Companies and specifically start-ups need to prioritize efforts, and define the value a customer is currently creating by his/her actual value as well as the potential value the customer could create for the enterprise.
Marketers with direct connections to their consumers customers use decile analysis, ranking their customers in order of their value to the company and then dividing this top-to-bottom list of customers into 10 equal portions to understand their marketing environment. The objective is to find the top 10% of customers and serve their better. Anticipating the future value of a customer is challenging because behaviours are always changing, and a firm will never truly know as forecasts are based on assumptions.
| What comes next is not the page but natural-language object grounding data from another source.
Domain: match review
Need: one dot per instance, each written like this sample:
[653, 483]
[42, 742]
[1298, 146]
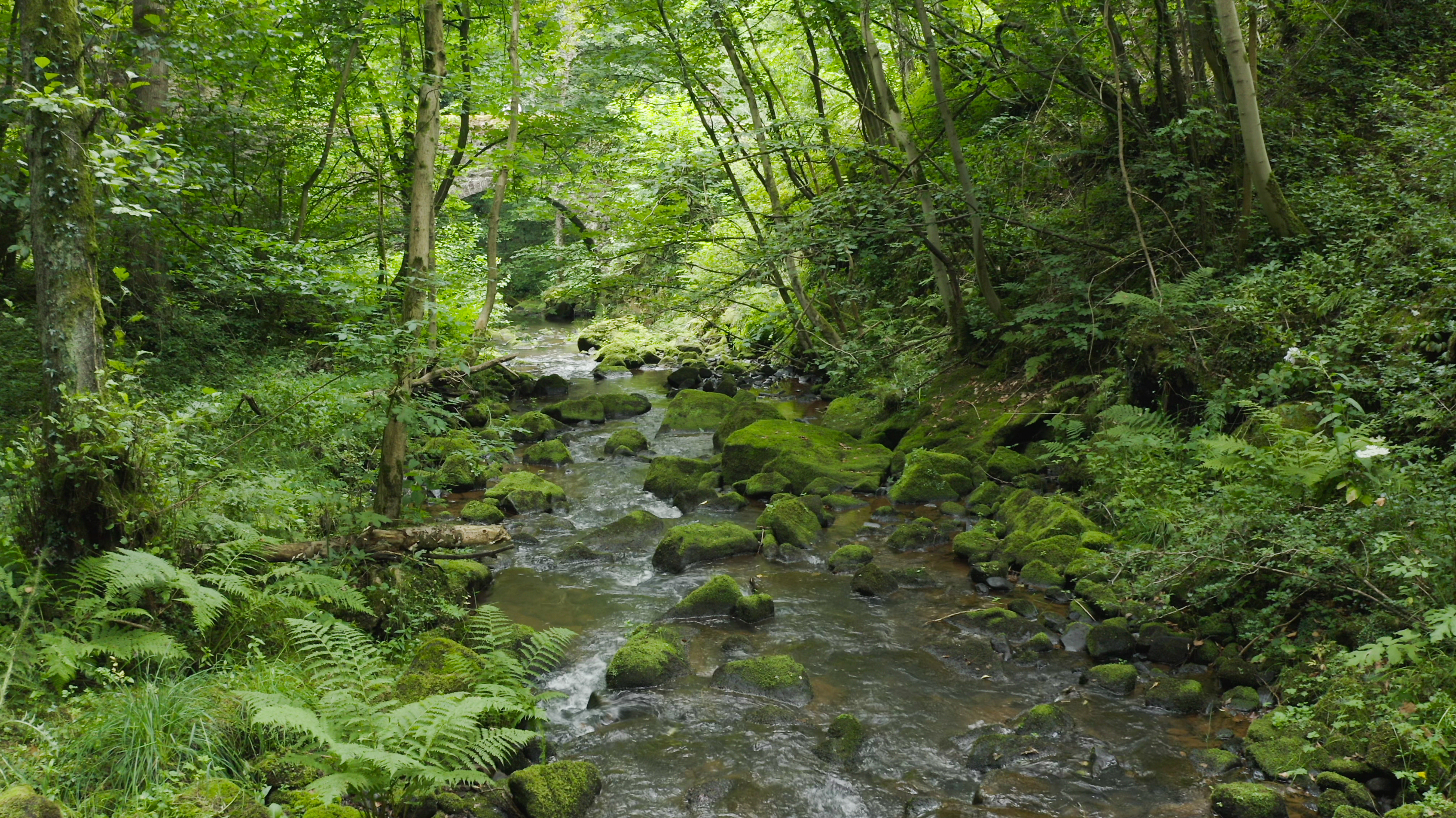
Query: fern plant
[372, 746]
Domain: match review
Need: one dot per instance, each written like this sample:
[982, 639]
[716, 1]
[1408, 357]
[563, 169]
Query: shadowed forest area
[682, 408]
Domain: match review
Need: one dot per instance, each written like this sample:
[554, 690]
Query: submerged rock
[775, 677]
[702, 542]
[560, 789]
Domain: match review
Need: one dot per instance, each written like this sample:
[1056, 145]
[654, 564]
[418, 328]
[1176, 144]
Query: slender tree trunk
[328, 139]
[420, 261]
[503, 180]
[1272, 198]
[953, 140]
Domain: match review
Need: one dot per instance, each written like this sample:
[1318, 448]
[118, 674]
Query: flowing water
[691, 750]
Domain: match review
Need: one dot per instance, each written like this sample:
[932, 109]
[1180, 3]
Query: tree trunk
[420, 260]
[503, 180]
[1272, 198]
[953, 140]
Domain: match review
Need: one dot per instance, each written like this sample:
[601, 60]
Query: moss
[561, 789]
[22, 801]
[653, 655]
[548, 453]
[753, 609]
[849, 558]
[618, 405]
[625, 441]
[775, 677]
[791, 522]
[1039, 574]
[701, 542]
[844, 740]
[804, 453]
[697, 411]
[715, 597]
[481, 511]
[1247, 801]
[1116, 679]
[669, 475]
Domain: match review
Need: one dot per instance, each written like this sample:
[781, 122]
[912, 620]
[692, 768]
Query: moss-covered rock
[849, 558]
[618, 405]
[561, 789]
[791, 522]
[670, 475]
[804, 453]
[651, 655]
[547, 453]
[873, 581]
[1247, 801]
[702, 542]
[625, 441]
[844, 740]
[775, 677]
[753, 609]
[483, 511]
[715, 597]
[934, 476]
[22, 801]
[1117, 679]
[697, 411]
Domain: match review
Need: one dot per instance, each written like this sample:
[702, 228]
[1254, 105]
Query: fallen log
[395, 543]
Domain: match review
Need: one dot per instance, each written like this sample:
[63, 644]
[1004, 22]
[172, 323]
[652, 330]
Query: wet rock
[1247, 801]
[791, 523]
[849, 558]
[1110, 641]
[653, 655]
[625, 441]
[844, 740]
[702, 542]
[483, 511]
[775, 677]
[804, 453]
[873, 581]
[548, 453]
[1116, 679]
[618, 405]
[697, 411]
[561, 789]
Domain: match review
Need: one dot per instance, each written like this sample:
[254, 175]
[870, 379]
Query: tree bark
[503, 180]
[953, 140]
[1272, 198]
[420, 261]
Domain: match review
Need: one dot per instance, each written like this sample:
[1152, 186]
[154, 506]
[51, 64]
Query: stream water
[691, 750]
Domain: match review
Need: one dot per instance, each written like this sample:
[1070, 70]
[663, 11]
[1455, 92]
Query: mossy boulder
[535, 425]
[1116, 679]
[1247, 801]
[791, 522]
[483, 511]
[753, 609]
[804, 453]
[715, 597]
[547, 453]
[651, 655]
[618, 405]
[849, 558]
[22, 801]
[934, 476]
[774, 677]
[670, 475]
[702, 542]
[625, 441]
[561, 789]
[844, 740]
[697, 411]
This is an aspect of marketing that is a science. Determining the actual value, or lifetime value (LTV) is the net present value of the expected future stream of financial contributions from the customer. This is based on the idea that every customer day will be responsible for some series of events into the future and will have a financial impact. The net present value (NPV) of value creating events (purchase, warranty, exchange, help line call, referral, etc..) can be achieved by applying a discount rate to it to factor in the time value of money as well as the likelihood of the event. Each customer has a journey (trajectory) to go through with a business (think about banking) and that journey can be anticipated and quantifiable with predictive analytics.
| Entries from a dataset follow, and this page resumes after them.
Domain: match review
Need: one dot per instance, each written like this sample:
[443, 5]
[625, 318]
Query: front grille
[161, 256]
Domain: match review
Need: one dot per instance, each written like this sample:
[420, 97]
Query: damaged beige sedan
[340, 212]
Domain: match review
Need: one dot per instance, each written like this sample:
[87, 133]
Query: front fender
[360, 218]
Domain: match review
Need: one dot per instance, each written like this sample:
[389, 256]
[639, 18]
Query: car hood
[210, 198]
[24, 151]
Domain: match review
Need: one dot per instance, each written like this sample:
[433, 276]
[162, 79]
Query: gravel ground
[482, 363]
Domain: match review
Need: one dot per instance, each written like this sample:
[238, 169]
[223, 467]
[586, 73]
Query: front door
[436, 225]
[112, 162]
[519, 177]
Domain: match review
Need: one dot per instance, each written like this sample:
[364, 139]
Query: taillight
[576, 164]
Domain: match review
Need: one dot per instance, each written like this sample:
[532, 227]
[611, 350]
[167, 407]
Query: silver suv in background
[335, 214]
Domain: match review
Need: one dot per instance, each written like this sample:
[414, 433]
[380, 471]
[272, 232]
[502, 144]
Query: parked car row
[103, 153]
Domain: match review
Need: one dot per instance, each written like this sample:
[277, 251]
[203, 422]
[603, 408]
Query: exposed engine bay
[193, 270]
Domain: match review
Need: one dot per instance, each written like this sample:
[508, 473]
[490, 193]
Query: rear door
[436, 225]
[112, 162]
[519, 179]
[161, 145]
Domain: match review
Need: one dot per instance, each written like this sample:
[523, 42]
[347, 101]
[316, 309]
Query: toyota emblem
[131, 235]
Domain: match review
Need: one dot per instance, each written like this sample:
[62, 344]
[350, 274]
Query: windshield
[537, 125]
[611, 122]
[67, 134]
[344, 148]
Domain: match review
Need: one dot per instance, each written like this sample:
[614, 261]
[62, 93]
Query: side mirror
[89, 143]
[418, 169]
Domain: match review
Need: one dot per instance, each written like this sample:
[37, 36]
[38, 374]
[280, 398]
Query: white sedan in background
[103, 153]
The variables used in quantifying LTV is challenging as many aspects are qualitative and very hard to measure. However the following are data points LTVs should incorporate:
- Repeat customer purchases
- Greater profit/loss per sale from repeat customers : new customers
- Relationship strength (customers willingness to collaborate with trust through data exchange)
- Customers records
- Cost to serve/support
- Acquisition costs
- Response rates to marketing/advertising efforts
- Company and industry specific info
A customers potential value represents the increased value that could be realized if the customer were to behave differently, presumably based on the firms behaviour. Unrealized potential value is used to describe a customer that with the right strategy will increase in value. Assigning proxy variables to assist companies in ranking customers can be useful to assist in determining LTV. In direct marketing a proxy variable called RFM - Recency, Frequency, Monetary Value - are used. The goal of this is to gain insight into future actions, and be predictive.
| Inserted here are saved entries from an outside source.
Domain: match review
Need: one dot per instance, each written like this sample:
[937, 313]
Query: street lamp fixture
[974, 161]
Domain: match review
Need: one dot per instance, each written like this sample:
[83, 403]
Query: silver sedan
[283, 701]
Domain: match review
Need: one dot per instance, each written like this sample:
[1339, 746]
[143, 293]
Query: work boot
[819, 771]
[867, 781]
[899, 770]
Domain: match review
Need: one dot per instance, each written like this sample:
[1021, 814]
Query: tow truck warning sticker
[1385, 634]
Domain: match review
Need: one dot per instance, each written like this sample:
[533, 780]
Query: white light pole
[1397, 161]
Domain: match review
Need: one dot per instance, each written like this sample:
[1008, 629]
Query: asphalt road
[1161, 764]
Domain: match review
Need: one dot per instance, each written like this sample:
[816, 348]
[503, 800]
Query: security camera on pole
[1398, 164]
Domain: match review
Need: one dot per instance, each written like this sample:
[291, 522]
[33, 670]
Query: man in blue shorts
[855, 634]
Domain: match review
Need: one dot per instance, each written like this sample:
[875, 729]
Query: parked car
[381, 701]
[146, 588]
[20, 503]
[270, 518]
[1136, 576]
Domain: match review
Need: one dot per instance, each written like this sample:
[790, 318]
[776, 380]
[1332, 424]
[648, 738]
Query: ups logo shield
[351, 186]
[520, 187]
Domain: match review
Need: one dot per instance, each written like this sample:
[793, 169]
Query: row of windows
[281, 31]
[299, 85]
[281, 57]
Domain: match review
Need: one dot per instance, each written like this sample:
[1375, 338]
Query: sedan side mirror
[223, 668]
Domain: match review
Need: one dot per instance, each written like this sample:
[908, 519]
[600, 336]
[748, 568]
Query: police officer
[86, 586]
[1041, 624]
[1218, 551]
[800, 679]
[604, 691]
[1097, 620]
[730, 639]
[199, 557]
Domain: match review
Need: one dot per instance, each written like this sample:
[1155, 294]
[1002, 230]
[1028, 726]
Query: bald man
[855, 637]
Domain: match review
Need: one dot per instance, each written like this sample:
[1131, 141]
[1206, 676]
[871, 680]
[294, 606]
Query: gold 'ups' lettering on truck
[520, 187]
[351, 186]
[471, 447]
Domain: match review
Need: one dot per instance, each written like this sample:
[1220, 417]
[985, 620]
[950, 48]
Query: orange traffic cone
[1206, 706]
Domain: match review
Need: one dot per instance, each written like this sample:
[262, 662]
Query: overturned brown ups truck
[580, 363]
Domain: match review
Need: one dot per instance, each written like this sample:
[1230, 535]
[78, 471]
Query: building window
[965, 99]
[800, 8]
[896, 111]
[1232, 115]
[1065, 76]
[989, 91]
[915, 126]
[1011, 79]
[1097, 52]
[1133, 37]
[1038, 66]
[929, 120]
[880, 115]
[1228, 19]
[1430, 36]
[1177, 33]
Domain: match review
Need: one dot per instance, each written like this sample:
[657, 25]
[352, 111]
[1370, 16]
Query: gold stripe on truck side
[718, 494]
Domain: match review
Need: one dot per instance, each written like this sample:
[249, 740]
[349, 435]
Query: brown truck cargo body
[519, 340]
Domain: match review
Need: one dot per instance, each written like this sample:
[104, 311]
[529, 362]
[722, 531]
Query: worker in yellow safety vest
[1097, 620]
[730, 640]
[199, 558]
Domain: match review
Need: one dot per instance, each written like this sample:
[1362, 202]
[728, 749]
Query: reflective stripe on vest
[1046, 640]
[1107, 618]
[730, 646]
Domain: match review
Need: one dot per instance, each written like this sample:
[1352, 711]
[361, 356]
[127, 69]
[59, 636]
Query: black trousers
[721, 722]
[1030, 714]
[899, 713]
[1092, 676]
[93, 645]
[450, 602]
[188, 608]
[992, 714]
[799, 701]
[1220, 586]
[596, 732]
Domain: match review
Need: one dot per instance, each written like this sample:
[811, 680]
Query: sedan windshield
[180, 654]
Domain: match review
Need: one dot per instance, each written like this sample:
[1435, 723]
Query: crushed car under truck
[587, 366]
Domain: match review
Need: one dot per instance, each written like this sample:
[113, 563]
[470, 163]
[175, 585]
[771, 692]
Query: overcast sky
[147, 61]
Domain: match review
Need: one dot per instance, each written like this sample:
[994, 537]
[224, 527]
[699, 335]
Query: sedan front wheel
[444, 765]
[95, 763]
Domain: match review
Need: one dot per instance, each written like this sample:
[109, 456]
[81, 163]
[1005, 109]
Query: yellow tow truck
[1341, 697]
Based on Relationship Marketing theory, there are five categories of customers:
- Most valuable customers (MVCs)
- Most Growable customers (MGCs)
- Low maintenance customers
- Suer-growth customers
- Below zeros (BZs)
Understanding if customers would or do refer customers is valuable too, and Fred Reichheld's Net Promotor Score (NPS) assists enterprises in doing so. NPS is a compact metric designed to quantify the strength of a company's word-of-mouth reputation among existing customers. The NPS distinguishes customers into promotors, passive and detractor customers. The metric does not answer the question of why, but it does quantify customer dissatisfaction and is a much better predictor of defection than customer satisfaction if of loyalty. It is important to recognize the value of referrals because it is a significant component of overall lifetime value.
Companies will have a mix of customers and managing that mix is what will bring a competitive advantage and a more profitable relationship with customers. Firms need to add the number of MVCs, create more profitability from MGCs and decrease the number of BZs. A company needs to focus on acquiring MVCs and MGCs and these customers are harder and more expensive to acquire. This means a firm needs to invest in acquisition, development and retention accordingly.
Some customers are worth pursing and fighting for, while others give reason to end the relationship. The key aspect of all of this is to treat each customer differently and to understand that each customer has their own needs and current and potential value for the company. By differentiating customers a firm can better serve and add value for a lifetime customer-vendor journey. By identifying and concentrating on the customers view in all aspects of a business and their future needs a learning relationship will flourish.